Additionally, cancellation of the election due to the lack of candidates underscores the apparent lack of interest in serving on the board, as well as the high rate of director turnover that has occurred recently. Public education in Colorado, as well as the rest of the nation, is facing enormous challenges. The Yampa Valley has issues pertaining to teacher shortage, recruitment and retention.

SSHS has faced challenges regarding student harassment, antisemitism and disagreements over curricular offerings. Future growth of the district presents physical plant issues. In short, there is no shortage of challenges. Yet solving these issues is incumbent on the community coming together to show sincere interest is solving problems. A lack of candidates could be construed as apathy or a lack of awareness toward the challenges that face the district.

And an often-overlooked matter is the issue of superintendent turnover. According to the American Association of School Administrators, it is estimated that 16% of superintendents leave their districts annually. New board majorities can increase this rate.

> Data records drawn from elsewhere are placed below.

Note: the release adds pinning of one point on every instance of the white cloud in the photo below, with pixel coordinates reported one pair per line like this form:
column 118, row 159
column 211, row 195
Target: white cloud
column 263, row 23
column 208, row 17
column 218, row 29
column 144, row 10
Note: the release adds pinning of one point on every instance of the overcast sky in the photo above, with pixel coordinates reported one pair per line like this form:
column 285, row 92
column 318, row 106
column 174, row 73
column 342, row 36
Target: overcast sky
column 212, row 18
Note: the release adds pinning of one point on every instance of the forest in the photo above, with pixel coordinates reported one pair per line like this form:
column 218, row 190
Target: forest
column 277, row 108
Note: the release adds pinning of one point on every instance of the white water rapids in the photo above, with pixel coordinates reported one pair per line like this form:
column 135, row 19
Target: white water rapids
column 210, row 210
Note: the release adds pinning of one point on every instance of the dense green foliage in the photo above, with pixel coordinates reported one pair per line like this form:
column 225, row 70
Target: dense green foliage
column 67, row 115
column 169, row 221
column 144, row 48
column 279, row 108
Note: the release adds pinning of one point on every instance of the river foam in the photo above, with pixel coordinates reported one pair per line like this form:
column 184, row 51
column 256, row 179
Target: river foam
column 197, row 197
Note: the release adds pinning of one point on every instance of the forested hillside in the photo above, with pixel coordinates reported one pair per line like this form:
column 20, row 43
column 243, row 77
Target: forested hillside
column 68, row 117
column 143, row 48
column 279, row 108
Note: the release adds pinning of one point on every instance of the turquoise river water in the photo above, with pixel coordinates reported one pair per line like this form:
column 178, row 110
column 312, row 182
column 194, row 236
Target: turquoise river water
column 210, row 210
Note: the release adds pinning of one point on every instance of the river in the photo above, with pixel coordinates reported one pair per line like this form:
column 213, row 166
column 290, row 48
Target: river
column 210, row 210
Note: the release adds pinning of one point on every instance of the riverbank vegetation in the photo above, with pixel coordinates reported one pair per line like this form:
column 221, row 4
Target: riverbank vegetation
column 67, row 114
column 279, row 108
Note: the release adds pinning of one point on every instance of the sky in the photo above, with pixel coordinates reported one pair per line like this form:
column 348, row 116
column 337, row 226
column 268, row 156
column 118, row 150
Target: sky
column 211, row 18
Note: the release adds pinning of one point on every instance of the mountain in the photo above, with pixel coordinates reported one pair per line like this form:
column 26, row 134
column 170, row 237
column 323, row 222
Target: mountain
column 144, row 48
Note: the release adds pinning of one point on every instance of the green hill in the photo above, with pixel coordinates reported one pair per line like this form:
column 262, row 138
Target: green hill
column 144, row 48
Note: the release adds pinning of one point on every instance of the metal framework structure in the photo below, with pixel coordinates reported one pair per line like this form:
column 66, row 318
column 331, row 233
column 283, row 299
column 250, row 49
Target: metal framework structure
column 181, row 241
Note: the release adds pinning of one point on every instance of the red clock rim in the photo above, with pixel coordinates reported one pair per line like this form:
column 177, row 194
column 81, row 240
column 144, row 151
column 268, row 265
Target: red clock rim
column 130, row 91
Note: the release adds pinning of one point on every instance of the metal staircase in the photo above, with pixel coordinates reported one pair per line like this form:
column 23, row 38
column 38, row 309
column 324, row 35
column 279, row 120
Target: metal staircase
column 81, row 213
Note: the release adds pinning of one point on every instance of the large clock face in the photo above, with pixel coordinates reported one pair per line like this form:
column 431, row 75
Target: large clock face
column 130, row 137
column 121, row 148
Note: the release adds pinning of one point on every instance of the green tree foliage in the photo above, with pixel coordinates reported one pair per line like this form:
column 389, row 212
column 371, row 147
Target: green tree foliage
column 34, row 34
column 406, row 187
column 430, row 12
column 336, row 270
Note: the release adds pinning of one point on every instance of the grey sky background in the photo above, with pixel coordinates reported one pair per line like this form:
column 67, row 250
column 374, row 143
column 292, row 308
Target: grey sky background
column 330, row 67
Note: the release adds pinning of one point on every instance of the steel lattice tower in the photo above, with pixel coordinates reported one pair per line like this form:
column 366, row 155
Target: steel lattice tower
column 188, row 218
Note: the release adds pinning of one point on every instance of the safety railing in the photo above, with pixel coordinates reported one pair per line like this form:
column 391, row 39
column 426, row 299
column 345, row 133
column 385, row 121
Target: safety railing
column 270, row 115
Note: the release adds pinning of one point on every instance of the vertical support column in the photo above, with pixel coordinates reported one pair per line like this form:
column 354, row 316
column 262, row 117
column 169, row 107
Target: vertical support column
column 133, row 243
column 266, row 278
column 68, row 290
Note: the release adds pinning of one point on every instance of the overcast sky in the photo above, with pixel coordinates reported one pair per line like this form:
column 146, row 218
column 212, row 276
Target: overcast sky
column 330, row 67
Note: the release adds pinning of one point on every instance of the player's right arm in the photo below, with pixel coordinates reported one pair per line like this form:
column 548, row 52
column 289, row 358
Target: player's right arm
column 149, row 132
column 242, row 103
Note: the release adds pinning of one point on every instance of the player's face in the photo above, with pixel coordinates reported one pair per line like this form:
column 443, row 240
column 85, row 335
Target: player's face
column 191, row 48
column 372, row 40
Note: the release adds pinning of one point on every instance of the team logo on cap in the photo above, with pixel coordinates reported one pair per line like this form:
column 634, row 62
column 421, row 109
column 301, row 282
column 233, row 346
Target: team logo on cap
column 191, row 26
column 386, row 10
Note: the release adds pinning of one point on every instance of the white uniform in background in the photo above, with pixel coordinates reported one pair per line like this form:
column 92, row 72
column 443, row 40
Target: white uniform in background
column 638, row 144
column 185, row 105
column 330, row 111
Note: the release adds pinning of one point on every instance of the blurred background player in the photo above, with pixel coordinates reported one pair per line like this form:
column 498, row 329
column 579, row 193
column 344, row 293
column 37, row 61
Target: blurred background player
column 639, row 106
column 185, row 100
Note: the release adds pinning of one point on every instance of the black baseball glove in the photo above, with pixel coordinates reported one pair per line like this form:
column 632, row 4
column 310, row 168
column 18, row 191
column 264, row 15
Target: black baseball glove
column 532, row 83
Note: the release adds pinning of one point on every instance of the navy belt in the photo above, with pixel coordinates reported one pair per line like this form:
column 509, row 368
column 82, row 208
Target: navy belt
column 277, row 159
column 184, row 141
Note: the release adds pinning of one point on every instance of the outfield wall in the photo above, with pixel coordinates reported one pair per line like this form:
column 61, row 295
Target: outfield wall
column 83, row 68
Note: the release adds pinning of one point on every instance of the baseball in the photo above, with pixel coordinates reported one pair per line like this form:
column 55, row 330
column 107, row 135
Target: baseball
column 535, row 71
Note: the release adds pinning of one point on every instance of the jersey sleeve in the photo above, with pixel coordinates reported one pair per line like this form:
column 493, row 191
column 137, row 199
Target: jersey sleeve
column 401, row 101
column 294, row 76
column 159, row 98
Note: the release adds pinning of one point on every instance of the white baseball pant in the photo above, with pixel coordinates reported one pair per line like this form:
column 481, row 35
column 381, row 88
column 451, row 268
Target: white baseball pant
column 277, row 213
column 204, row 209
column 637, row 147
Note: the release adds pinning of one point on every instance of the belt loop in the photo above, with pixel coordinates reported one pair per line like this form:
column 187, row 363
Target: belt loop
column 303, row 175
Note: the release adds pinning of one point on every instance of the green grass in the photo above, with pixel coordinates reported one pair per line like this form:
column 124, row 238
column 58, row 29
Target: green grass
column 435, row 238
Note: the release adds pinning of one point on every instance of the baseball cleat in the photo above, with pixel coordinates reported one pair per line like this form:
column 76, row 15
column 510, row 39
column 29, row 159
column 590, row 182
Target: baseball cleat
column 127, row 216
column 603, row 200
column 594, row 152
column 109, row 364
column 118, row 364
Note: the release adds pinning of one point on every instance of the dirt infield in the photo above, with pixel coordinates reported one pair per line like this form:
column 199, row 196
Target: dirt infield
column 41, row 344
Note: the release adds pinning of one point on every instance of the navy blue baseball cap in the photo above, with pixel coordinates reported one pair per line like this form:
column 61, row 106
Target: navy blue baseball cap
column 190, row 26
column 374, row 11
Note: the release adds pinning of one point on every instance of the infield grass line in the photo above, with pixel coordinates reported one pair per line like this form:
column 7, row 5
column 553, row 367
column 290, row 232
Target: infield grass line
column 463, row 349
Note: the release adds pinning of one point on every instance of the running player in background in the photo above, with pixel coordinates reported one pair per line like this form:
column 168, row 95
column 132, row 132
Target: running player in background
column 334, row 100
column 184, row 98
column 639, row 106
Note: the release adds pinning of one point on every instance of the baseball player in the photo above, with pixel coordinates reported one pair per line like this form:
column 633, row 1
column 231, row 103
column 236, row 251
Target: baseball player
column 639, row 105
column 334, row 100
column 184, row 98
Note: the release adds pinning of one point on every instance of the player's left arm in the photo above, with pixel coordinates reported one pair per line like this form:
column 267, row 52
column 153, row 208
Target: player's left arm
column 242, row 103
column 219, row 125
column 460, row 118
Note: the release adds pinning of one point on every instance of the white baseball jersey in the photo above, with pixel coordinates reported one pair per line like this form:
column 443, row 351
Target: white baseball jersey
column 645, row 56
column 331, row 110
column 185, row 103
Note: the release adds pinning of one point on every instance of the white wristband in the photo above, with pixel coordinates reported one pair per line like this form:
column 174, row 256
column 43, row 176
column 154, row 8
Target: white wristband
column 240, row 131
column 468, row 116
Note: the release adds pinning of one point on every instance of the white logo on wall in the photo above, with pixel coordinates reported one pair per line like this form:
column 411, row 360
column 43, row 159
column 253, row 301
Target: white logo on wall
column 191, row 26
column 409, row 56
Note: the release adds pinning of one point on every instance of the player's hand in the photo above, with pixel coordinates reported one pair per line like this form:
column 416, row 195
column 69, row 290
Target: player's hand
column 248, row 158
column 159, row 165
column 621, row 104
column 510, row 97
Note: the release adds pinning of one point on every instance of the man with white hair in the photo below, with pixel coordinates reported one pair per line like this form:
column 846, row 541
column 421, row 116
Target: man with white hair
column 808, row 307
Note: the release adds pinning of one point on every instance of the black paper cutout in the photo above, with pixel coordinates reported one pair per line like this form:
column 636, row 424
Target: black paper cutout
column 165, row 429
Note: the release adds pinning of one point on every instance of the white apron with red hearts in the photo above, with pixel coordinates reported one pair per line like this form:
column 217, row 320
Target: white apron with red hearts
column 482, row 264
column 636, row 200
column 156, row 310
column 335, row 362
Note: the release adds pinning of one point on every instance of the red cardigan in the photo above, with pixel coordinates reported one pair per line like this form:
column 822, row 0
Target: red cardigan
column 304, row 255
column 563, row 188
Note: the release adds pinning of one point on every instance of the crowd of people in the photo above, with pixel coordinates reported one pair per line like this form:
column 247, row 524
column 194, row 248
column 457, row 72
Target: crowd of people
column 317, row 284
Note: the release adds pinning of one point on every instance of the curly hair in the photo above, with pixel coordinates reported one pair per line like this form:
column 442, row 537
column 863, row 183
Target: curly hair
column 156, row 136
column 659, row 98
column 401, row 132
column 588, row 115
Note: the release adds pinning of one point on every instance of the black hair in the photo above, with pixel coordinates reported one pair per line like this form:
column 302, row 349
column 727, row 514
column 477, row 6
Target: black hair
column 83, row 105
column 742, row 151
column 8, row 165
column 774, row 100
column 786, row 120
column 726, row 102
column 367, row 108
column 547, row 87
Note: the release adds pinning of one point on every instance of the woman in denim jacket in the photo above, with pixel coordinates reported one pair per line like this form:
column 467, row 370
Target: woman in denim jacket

Come November, in only a year-and-a-half since assuming the superintendency of the district, Dr. Wicks will have served under eight different board members. It is important to note that strong, sustained executive leadership is necessary to achieve long-term district objectives. The board that assumes the mantle of leadership in November will not be the same board that hired Dr. Wicks. Yet they must commit themselves to supporting the superintendent and the long-term plans that have been established since her hiring.

Elections serve to promote the idea of public participation in governance. Conducting elections may inspire citizens to consider running for office in the future. Taking away this exercise in democracy diminishes the perception that a school board serves the public.